On Alpine retreats and a new world disorder

7 min read

G7 at Schloss Elmau. Lots of lovely pictures of this luxury, five star mountain retreat and wellness (who introduced that word to the English language?) resort in a hidden valley above Garmisch in the Bavarian Alps. I have been there. I attended the wedding of a German former desk partner who worked his way through the City, who made his pile as an ABS salesman in London but who is now in a senior sales role back in the Fatherland.

It must be fifteen or more years ago when Elmau was still a very basic sort of place, all collective dining rooms, iron framed beds and with a strong residual feeing of the spirit of KdF and of groups of happy Germans marching through the hills in shorts singing marching songs learnt at school and not from a Broadway musical about a family of Austrian émigrés.

(Just for the record, Rogers and Hammerstein’s song “Edelweiss” has about as much to do with traditional pre-Alpine culture as “Conan the Barbarian ” has with early European geopolitical power-broking. I’m also sure the current guests will not have been told that it was originally developed as a recovery sanatorium for the wounded of World War One.)
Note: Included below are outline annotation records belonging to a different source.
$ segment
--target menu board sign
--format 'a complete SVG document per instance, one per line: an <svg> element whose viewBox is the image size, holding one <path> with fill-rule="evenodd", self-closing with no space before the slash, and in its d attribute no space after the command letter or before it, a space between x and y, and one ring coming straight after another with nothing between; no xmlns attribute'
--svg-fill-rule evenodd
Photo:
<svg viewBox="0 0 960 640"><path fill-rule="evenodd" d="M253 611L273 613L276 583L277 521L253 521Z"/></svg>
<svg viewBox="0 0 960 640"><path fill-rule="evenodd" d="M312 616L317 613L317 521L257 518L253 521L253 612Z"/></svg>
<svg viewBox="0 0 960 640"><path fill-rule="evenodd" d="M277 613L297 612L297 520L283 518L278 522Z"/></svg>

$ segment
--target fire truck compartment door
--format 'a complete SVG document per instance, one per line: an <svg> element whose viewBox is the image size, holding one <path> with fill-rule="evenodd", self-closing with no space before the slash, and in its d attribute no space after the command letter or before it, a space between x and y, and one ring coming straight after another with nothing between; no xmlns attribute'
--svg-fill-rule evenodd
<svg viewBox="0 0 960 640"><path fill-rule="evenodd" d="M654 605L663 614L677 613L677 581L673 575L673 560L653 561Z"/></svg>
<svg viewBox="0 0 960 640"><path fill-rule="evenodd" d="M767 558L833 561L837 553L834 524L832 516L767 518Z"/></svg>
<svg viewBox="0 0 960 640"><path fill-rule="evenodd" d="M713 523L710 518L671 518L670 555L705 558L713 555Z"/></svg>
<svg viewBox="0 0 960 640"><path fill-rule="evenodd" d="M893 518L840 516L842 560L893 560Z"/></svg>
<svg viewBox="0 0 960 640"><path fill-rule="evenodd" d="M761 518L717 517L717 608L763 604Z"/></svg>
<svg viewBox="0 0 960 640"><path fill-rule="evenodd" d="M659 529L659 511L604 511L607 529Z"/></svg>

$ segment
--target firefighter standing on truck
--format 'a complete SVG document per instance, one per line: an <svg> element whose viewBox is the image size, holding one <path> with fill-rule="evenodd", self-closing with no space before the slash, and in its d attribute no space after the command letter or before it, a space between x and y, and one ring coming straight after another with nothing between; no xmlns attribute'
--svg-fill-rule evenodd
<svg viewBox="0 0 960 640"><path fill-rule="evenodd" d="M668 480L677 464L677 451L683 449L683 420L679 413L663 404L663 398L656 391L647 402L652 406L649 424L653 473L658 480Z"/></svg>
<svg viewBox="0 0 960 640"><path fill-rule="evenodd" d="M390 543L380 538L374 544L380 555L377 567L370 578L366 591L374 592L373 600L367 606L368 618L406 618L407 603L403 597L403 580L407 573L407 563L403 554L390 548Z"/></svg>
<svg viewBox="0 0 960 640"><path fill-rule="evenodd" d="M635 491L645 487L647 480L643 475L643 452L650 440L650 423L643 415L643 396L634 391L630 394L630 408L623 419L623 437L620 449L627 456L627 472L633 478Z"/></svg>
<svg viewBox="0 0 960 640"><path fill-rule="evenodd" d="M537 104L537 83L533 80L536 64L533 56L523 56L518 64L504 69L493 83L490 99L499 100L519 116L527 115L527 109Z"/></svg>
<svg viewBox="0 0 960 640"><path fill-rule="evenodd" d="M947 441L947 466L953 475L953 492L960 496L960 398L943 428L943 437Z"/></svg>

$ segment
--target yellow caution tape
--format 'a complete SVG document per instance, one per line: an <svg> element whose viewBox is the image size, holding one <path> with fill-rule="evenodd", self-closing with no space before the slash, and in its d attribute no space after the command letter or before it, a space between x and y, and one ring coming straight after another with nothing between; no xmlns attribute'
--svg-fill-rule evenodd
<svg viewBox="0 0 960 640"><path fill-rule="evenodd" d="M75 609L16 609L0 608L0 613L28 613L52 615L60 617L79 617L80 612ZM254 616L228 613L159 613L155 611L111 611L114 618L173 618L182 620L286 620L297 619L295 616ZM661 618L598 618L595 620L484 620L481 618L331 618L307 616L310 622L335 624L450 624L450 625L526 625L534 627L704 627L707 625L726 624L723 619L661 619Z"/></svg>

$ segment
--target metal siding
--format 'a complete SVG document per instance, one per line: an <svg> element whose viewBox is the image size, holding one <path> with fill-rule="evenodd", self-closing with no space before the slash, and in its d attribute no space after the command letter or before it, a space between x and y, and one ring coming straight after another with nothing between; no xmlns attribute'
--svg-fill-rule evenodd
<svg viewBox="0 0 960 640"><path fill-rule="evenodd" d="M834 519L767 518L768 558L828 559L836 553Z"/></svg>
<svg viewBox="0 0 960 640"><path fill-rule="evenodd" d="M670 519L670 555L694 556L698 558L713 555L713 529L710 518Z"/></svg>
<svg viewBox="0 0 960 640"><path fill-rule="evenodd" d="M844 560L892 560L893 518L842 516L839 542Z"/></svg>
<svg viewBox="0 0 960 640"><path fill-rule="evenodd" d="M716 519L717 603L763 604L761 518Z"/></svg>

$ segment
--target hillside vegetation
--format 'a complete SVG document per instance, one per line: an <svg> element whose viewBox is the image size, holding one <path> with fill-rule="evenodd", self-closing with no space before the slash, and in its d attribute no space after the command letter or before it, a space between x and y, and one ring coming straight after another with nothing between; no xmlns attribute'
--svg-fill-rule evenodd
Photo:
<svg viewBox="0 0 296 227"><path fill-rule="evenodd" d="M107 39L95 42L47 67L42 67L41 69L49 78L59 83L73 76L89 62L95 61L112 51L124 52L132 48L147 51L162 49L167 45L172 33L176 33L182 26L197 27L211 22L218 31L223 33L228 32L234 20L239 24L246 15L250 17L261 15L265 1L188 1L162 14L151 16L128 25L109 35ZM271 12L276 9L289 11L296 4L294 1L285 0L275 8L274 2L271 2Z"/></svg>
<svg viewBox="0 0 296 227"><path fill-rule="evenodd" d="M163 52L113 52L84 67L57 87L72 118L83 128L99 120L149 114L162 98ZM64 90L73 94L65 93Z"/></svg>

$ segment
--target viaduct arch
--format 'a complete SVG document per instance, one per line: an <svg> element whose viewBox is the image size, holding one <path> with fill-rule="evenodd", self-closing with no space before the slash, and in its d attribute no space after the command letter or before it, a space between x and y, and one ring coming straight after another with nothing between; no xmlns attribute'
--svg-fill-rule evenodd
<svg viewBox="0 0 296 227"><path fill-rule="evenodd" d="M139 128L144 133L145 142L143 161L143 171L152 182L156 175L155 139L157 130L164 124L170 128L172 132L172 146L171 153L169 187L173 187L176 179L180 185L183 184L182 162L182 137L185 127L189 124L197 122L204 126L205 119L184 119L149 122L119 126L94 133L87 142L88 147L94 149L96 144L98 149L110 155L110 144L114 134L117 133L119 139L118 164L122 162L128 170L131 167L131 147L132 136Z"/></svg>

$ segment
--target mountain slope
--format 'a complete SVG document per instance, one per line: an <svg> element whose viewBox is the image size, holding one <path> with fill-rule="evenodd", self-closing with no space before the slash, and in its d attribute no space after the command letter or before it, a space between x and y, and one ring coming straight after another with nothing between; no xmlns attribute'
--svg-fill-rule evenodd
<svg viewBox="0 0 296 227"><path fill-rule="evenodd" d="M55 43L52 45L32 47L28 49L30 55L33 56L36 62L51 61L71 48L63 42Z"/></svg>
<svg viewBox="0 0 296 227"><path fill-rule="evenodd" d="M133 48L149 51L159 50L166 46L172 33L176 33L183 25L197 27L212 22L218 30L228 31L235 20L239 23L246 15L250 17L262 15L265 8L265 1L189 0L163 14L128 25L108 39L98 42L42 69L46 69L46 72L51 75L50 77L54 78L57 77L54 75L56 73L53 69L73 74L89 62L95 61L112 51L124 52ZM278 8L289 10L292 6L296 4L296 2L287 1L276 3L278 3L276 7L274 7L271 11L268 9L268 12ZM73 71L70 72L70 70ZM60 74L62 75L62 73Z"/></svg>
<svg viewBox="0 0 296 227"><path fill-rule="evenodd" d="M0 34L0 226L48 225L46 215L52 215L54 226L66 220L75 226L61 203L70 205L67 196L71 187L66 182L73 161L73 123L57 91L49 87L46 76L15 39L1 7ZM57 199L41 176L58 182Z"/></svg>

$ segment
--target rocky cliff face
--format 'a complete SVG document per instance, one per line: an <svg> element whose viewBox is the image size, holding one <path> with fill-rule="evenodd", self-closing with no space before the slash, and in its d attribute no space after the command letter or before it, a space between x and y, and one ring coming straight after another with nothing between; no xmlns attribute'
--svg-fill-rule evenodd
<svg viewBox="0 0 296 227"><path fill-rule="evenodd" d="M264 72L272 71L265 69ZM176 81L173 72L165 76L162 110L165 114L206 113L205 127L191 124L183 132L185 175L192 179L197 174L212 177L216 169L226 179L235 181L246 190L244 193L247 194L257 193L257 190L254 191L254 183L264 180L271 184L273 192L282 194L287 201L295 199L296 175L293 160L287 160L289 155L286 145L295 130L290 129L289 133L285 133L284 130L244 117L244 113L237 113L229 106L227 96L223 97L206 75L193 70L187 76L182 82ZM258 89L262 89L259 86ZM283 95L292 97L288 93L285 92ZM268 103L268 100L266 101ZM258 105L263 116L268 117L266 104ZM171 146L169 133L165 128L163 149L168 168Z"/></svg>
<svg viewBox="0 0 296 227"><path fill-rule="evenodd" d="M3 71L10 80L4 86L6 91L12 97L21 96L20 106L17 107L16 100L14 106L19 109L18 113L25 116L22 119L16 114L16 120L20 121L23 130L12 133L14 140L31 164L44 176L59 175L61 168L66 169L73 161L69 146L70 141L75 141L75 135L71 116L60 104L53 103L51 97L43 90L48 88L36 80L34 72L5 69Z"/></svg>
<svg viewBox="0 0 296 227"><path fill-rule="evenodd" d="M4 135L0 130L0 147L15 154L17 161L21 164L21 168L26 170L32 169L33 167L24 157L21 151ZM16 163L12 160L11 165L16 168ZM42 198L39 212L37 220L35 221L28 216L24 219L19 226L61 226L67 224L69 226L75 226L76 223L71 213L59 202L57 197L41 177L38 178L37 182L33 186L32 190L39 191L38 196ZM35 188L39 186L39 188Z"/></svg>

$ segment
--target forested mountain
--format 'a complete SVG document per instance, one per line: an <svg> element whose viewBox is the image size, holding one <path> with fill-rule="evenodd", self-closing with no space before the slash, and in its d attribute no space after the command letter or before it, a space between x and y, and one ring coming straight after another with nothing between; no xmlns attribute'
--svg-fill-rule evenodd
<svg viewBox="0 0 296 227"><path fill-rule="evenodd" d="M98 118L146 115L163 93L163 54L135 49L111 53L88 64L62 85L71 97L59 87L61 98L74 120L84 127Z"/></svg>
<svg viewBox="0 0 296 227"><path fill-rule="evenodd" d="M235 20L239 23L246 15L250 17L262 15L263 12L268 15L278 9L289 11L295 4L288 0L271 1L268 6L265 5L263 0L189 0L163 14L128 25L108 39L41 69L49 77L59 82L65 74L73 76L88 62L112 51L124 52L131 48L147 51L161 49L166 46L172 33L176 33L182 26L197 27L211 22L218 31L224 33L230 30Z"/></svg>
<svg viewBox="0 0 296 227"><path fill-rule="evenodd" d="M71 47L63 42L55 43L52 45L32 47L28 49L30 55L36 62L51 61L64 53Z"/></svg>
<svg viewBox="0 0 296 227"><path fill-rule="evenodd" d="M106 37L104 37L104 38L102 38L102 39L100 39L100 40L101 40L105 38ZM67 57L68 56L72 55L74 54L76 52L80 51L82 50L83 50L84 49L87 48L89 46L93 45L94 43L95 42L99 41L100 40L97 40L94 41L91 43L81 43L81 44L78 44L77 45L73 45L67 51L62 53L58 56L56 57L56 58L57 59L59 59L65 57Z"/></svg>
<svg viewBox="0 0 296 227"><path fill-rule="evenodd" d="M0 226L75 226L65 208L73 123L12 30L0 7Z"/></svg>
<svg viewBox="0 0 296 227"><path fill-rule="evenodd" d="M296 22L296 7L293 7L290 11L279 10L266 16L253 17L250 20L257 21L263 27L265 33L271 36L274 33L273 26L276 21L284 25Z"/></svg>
A propos power-broking: if anyone is looking for the end of what in 1990 George HW Bush, then president, termed the “New World Order”, look no further. The G7 became the G8 and is now once again, very clearly, a G7. Russia has been locked out and I find it hard to imagine it being part of that cabal of the great and the good for quite a long time to come. The irony is, however, that the USA and Russia have a very common interest which is the price of oil. Both of their oil industries are under pressure from the low returns. Sure, at around US$60.00 pbb, the situation is less dire than it was at US$50.00 or even US$45.00 but it is in no way pretty either for Russian extraction in the wilderness or for American fracking.

Last year, the US Energy Information Administration published a list of break-even prices for oil. This is not the cost of extraction but the price which needs to be achieved for a country to balance its budget. For Russia, this number was US$78.00pbb. Below that, it must have been assumed, Moscow would be under severe budgetary pressure. That can only be true to a limited extent for there was no number given for the USA.

If America doesn’t need to use its oil revenues to balance its budget, why should Russia? I know, I know; it’s an incomplete argument – as everything is when one begins to apply budgetary metrics commonly applied to most other countries to the US too – but although parts of Russia might be hurting from the Western sanctions, they are not having sufficient an effect to cause a shift in policy.

President O’Bama gave a briefing in Elmau in which he called for President Putin to go back to the Minsk agreement. He asked of Putin: “Does he continue to wreck his country’s economy and continue Russia’s isolation in pursuit of a wrong-headed desire to recreate the glories of the Soviet empire? Or does he recognise that Russia’s greatness does not depend on violating the territorial integrity and sovereignty of other countries?”

O’Bama was born in August 1961 and was all of 14 months old during the Cuban Missile Crisis and had just turned 30 when the Soviet Empire collapsed. Vladimir Putin is nine year older and clearly has a deeper understanding of how far he can go, having been a seasoned senior intelligence officer at the time while O’Bama was still a bright eyed and bushy tailed young attorney in Chicago, having only in that year emerged from Harvard with his J.D. Perhaps one should note, incidentally, that the Russians have always had a better grasp of the Americans than the Americans have of the Russians and that the USA’s failure to make headway in applying pressure on Moscow is not in the slightest O’Bama specific.

I read of a declared commitment to wean the world off fossil fuels by the end of the 21st century. The fact that the leaders of the seven of the world’s most powerful economies can think of nothing better than that to focus on given all the uncertainties in the world, proves that, as a collective, the G7 is most probably now a busted flush. Fly home and move on!

Running out of bridge

Meanwhile, the Muppet in Chief, the President of the European Commission, Jean-Claude Juncker, is showing some fine form. His frustration with the Greeks was reiterated when he stated that “one can’t endlessly lengthen the EU or Eurogroup part of the bridge…” It might be that the Syriza government will gradually be fearing a Grexit more than the rest of the Eurozone – 73% of Greeks don’t want to leave – and that Athens might be prepared for more compromise. Fact is that they will most likely not be able to keep what they promise, irrespective.

I recall the response of one of my American readers of March 12th which read “Euro politicians need to grow some ovaries and tell Greece the bad news: ’Our marriage is over. It was lousy for both of us. The divorce will be horrifically expensive and the courts will dig up some embarrassments we neither of us want to face. In the end, though, we will both be happier for it. (Well, I will, and I’m damned tired of dragging you through life.’).” Three months on not much has changed.

Meanwhile, risk markets are looking soft. Whether that is because things are too good and the fear of imminently rising rates is tugging at their coat tails or whether it is because things are bad and people want to de-risk is your guess as good as it is mine. Most larger investors are picking at the pockets of liquidity in order to trade the momentum. Fundamental views and big strategic position taking remains thin on the ground and apparently more for the foolhardy than the cerebral.